When we think about the world of work 10 years ago, there has been unprecedented levels of change. Organisations which haven’t kept up with these changes have found themselves struggling to keep up with their competitors.
Of course, for these organisations and many others there were fundamental changes to their systems and services that needed to be made in order to survive. The same is true when we look at the people of an organisation – organisations can change their systems, but at the same time we need to continually be developing our people and supporting them through change. Organisations should be exploring whether their teams can keep up if they don’t have the resilience? How sustainable would operating without this resilience be?
The people of an organization are what make the company – without them, there simply isn’t a company. Whilst investing in systems and processes is essential, we need to invest in our people to ensure that we are in the best position to weather any storm. We need to ensure that people are resilient so that high performance of individuals does not come at the cost of their wellbeing, with common negative consequences such as burnout. Building resilience in our people would mean that individuals reshape how they view challenges, therefore providing them more opportunity to face change positively.
Psychological Capital (PsyCap)
When using the word ‘capital’ we associate it with monetary investments such as how we use capital to invest in real estate. Psychologists used this idea with developing what has become known as Psychological Capital (PsyCap) – PsyCap is defined as “an individual’s positive psychological state of development” (Fred Luthans, 2007) and theory suggests that PsyCap is a psychological resource that we can use to invest into tasks. By building PsyCap we have more ‘capital’ to invest into tasks, therefore becoming more resilient in a positive way.
The PsyCap model includes 4 key components:
– Hope – believing you will succeed in the future
– Efficacy – believing you are competent in achieving your goals
– Resilience – being able to overcome barriers
– Optimism – viewing the future with a positive regard
Research has found high levels of PsyCap to be associated with higher levels of productivity, job-satisfaction, life-satisfaction, wellbeing, health and positive pro-active behaviours. Developing just one of the four areas of hope, efficacy, resilience and optimism in employees has a positive effect on the other elements.
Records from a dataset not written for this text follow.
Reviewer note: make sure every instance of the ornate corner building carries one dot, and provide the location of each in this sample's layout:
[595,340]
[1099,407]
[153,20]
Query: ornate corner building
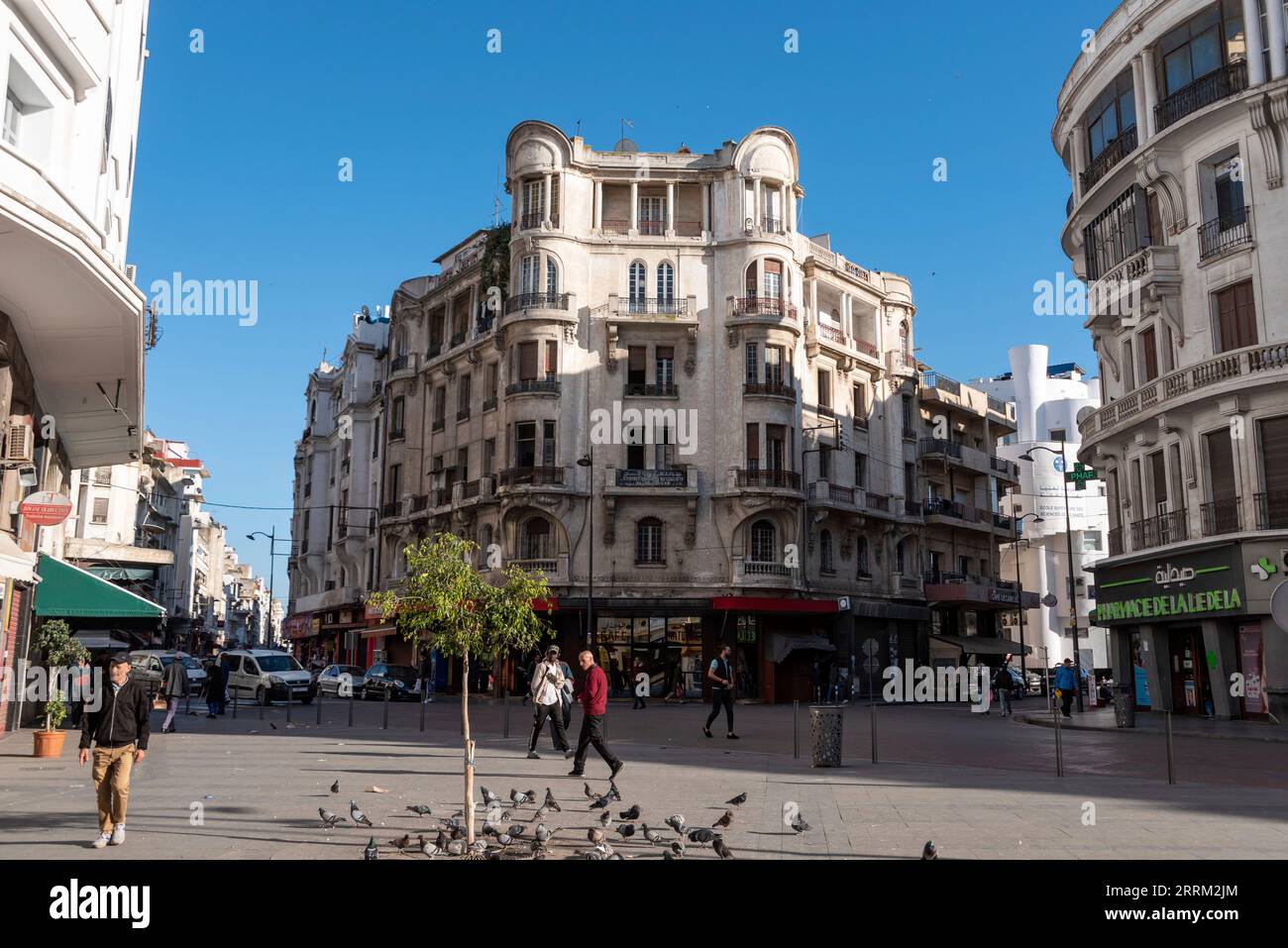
[1172,125]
It is important to note that PsyCap is buildable. People aren’t born with a set level of PsyCap, and because of the malleable nature of our brain we can increase our levels of PsyCap through utilising the appropriate training.
How to build PsyCap during a period of change
Clearly, building our levels of PsyCap can have some great outcomes. So how can we build PsyCap?
– Improve your goal setting by having goals that are working towards something good rather than away from something bad.
– Break down complex goals to small manageable chunks so you can celebrate small successes. This will increase your levels of hope as you will begin to wire your brain to focus on the positive achievements. This will also increase your self-belief that you are competent in achieving your goals.
– Reframe negative experiences. This touches on the work of Carol Dweck’s Growth Mindsets, where how we perceive situations and obstacles has a huge impact on how to deal with them. Therefore, shifting mindsets to see obstacles as a challenge rather than a setback can build our feeling of competence in overcoming the challenge.
– Find meaning in what you are doing. Meaning is a component of the PERMA model of wellbeing which suggests that increasing our sense of meaning and purpose will build our levels of resilience.